12
milímetros
Afasto o indicador do polegar e pergunto
quanto cabe em 12 milímetros. Há uma voz metálica acima da minha cabeça que se
prende às veias. Anuncia um destino familiar e, por isso, oculto. A forma como cresci
diz-me que o passado será sempre um ângulo morto e o retorno devolve-me a minha
figura filiforme nas janelas da carruagem do metro. Pouco conseguimos divisar
através de nós.
Sempre gostei de fazer listas. O
futuro é tendencialmente ordenável. Pelo menos, enquanto permanecer futuro. Quanto
cabe em 12 milímetros?

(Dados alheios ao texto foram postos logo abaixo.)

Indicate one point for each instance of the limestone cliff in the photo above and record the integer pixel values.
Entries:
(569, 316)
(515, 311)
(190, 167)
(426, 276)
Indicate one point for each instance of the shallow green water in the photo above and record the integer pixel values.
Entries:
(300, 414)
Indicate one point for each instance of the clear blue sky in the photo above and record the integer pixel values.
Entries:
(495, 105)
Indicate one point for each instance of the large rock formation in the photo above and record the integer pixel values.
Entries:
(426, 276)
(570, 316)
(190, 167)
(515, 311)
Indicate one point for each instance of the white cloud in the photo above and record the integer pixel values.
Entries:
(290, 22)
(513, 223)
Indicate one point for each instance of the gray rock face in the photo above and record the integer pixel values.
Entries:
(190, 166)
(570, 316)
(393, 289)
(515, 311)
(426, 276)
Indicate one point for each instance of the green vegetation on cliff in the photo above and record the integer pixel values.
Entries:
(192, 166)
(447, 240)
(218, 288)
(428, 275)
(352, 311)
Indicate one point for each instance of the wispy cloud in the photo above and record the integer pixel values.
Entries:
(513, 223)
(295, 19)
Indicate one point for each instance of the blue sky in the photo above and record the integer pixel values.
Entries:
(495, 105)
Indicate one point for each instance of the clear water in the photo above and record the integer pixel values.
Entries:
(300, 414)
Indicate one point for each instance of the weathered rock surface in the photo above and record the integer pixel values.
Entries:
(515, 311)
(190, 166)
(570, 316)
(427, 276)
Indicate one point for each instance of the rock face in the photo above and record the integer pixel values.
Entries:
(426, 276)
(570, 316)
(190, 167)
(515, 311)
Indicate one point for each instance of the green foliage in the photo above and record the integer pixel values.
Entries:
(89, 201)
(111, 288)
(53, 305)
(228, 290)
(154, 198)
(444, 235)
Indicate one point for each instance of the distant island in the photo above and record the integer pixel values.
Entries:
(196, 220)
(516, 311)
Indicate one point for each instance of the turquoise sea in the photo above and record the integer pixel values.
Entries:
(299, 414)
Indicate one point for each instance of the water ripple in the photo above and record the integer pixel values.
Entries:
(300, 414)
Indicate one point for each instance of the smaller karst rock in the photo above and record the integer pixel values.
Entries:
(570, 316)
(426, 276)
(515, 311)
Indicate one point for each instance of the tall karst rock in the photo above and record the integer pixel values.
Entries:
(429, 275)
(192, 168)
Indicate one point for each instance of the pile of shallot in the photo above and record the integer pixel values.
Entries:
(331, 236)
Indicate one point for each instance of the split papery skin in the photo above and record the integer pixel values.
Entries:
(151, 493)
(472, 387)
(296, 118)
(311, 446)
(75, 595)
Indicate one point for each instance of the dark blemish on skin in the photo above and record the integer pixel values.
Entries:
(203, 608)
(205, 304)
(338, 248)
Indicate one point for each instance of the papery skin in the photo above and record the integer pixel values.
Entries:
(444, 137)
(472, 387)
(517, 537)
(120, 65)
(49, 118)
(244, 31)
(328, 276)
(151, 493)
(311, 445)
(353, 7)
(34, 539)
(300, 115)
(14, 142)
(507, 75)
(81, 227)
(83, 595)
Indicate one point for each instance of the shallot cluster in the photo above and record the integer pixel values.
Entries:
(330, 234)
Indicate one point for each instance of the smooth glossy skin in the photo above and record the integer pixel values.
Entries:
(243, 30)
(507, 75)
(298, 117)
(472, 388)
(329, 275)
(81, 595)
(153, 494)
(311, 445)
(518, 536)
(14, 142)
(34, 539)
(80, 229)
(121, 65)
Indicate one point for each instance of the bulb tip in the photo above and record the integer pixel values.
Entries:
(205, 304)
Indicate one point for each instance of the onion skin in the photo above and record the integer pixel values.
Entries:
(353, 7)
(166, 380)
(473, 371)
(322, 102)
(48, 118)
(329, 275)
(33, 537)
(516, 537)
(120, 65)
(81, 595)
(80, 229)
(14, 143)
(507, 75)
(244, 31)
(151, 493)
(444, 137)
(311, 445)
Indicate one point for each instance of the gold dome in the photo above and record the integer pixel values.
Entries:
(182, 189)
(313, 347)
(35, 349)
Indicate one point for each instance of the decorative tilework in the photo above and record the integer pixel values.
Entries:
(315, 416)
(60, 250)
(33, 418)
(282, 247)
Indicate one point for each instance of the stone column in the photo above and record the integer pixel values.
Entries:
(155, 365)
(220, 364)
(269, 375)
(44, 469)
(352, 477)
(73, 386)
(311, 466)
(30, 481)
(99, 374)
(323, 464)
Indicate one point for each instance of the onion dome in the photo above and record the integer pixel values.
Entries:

A pergunta foi escrita no verso de uma conta de
supermercado.
1. A moeda que
darei ao pedinte do metro que, vindo na minha direção, chocalha, cambaleante, a
sua lata de esmolas.
2. A íris humana e todas
as formas do mundo.
3. A aliança que
usas no anelar da mão esquerda e uma promessa de até que a morte vos separe.
4. A tua respiração
à distância da minha boca.
5. A linha do
polígrafo na mentira.
6. A réplica do
sismo medida pela agulha.
7. A abelha que
visita 19 flores por minuto.
8. O genoma humano:
72 viagens ida e volta ao Sol.
9. 150 bpm.
10. 37 795 276
píxeis.
11. 6 semanas e meia
de vida.
12. O fatal
desencontro.
Por ora estava
decidido. Não ia tê-lo. Se, fazendo ouvidos ao maniqueísmo da expressão, alguma
mãe teve
um
filho por inteiro. Nenhum ser humano poderá ter outro por inteiro.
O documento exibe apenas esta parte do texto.